Sasquatch Chronicles

It looked like a large version of an Orangutan

yowie

YOWIE researcher Dean Harrison insists he has nearly been killed twice by the mysterious hairy creature.

So when the QT continued our hunt for evidence of the elusive beast in the Ipswich area it was worth having a chat to the man who has had numerous yowie encounters, and interviewed the witness to the sighting of the Mulgowie Yowie back on August 15, 2001.

Harrison, who runs the Australian Yowie Research website, has been searching for yowies for over 20 years.

He has provided a recorded interview with a certain Steve Doyle, who on September 22, 2013 was driving with his wife on the Laidley-Rosewood Rd at dusk when he got one hell of a fright.

“I glanced to the side of the road and it was my height…five foot four. It just looked like a person standing on the side of the road,” Doyle revealed.

“It would have been about 15m away from us at that stage…and as I looked across it was running back into the scrub on all fours (after it was) standing up.

“My wife said ‘that was a bear…that was hairy’ and I said ‘that is just plain weird’.

“At first I thought it was a person in the shadows but then it dropped on all fours and went back out into the paddock.”

Doyle is a hunter and said “it was nothing like I’d seen before”.

“It was black with long hair. It would have been around 80 or 90 kilos…with a normal sized head in comparison to us. It didn’t take off at any great speed. It just loped off.”

Doyle said he was later stunned to learn of a sighting in the region 12 years earlier.

The QT reported on the sighting by a Mrs Crouten near Mulgowie in 2001. Harrison went out on location to interview Mrs Crouten at the time, who was working as a cook for a local doctor and was driving home at night.

Mrs Crouten saw the creature just outside of Mulgowie in her headlights as it was walking on all fours.

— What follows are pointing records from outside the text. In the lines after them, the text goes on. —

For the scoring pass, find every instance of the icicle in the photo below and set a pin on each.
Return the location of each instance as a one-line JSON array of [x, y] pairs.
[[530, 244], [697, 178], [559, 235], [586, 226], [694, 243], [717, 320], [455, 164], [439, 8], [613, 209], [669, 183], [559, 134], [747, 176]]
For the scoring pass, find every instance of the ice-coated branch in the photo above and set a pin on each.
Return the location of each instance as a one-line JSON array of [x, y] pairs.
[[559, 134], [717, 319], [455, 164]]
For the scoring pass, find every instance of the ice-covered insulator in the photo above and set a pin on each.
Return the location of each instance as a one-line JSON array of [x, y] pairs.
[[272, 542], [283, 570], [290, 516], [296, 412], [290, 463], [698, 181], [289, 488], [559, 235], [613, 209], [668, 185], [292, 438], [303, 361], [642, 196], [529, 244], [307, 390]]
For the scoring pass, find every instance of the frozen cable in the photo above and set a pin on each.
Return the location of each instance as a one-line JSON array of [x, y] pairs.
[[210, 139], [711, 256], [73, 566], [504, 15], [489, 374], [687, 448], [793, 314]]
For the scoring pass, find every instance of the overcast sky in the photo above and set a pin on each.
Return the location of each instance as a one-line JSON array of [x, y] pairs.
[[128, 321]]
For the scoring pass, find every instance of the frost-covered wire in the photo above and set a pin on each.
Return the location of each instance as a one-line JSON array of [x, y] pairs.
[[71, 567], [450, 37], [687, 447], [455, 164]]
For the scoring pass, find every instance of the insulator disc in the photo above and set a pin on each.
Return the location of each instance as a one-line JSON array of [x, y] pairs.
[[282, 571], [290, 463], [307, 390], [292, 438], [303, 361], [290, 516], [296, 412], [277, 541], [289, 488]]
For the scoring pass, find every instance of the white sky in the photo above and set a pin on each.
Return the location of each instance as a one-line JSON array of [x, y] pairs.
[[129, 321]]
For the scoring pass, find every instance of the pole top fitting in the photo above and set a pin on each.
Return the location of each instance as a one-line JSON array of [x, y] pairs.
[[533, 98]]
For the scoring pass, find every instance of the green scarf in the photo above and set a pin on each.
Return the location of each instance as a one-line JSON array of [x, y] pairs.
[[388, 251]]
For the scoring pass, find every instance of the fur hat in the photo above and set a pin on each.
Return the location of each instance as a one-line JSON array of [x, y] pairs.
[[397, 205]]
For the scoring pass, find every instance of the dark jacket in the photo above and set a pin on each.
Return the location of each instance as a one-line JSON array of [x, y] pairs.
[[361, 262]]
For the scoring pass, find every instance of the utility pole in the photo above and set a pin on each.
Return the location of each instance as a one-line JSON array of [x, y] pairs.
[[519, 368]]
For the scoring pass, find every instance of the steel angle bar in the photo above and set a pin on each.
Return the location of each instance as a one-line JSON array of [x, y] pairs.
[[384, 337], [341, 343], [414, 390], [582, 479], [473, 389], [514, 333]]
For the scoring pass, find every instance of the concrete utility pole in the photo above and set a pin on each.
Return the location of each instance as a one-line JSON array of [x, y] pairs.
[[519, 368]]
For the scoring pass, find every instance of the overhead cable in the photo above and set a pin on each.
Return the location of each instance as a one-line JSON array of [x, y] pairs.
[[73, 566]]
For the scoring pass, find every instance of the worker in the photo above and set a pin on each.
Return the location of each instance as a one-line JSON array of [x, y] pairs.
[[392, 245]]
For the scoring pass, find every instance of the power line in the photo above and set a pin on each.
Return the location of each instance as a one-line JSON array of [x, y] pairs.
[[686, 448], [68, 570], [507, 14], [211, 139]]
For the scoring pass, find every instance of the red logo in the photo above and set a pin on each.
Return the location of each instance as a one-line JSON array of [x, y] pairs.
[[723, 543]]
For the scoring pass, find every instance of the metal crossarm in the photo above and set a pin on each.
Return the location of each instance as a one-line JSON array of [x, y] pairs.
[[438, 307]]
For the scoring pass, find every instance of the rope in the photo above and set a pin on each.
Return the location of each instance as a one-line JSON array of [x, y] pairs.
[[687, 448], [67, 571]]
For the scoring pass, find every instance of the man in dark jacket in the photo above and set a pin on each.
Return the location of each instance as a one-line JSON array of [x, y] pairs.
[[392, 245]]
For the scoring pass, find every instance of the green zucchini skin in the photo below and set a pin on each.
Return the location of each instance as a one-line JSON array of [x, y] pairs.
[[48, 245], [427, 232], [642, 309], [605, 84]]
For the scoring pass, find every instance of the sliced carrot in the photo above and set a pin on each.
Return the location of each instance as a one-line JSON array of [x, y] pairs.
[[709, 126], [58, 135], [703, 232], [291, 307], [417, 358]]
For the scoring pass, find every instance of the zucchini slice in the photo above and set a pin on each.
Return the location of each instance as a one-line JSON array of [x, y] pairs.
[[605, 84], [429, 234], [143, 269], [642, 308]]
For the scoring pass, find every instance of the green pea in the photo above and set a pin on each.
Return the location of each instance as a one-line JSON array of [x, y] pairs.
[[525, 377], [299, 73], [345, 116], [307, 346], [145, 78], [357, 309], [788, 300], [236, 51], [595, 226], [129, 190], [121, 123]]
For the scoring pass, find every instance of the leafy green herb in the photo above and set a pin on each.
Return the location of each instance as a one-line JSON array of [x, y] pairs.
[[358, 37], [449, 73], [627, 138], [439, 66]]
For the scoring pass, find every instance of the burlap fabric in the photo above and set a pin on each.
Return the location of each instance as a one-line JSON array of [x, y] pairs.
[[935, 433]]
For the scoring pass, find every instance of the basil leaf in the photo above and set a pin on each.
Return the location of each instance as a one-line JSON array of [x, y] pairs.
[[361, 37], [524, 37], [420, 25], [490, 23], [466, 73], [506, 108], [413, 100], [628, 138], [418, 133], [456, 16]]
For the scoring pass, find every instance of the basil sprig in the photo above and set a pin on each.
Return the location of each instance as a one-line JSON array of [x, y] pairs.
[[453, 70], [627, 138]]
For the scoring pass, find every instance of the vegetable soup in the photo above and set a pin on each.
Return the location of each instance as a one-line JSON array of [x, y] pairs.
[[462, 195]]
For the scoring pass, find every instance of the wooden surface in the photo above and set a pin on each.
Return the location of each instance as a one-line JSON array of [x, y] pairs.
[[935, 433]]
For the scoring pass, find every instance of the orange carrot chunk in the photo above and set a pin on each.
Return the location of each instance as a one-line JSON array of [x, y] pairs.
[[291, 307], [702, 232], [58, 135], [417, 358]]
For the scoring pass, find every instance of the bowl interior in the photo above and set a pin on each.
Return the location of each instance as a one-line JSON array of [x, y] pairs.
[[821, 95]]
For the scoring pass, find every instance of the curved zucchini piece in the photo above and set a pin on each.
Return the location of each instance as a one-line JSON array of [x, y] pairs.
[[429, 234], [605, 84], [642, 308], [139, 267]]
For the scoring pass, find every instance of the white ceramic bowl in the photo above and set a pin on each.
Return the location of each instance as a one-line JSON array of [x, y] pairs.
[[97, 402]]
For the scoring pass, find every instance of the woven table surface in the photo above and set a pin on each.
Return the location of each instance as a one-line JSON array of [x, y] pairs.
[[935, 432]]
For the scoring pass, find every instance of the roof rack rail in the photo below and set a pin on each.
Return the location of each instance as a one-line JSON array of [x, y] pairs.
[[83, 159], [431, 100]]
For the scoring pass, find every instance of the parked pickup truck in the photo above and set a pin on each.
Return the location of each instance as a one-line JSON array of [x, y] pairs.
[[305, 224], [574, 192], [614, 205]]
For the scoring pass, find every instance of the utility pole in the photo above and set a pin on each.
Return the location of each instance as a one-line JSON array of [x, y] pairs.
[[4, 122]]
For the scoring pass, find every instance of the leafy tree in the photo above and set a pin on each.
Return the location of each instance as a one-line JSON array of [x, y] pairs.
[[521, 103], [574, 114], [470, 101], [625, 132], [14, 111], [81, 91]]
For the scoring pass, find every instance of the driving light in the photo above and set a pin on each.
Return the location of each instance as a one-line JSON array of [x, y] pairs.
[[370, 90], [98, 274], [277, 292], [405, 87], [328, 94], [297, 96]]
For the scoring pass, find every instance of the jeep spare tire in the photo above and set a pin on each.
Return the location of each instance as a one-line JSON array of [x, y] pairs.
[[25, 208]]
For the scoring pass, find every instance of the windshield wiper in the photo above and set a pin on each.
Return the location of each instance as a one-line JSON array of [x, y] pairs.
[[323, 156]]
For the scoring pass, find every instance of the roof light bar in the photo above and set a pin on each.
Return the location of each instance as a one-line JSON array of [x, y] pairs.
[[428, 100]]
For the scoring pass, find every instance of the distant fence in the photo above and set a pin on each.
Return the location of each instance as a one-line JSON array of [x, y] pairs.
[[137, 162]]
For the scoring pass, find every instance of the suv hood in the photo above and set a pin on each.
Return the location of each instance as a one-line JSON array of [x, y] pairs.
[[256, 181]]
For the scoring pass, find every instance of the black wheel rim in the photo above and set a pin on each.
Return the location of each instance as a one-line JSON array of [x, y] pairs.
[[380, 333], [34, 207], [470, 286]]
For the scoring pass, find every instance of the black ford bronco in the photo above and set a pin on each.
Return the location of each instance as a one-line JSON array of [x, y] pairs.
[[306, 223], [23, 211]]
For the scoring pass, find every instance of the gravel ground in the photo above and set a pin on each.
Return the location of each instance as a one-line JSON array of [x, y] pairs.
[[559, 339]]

She was reported as saying that it was covered in hair and “looked like a large version of an Orangutan”.

She was famously quoted as saying that “it had a distinctive monkey’s bottom”.

Shaken, she called the police and was regarded by the senior constable who spoke to her as a credible witness.

“That was a life changing experience for her and she was pretty shaken up about it,” Harrison said.

“Then the police got involved, it all hit the media and she laid low.

“It is a relatively small community and once word got around about the Mulgowie Yowie it was pretty much common knowledge.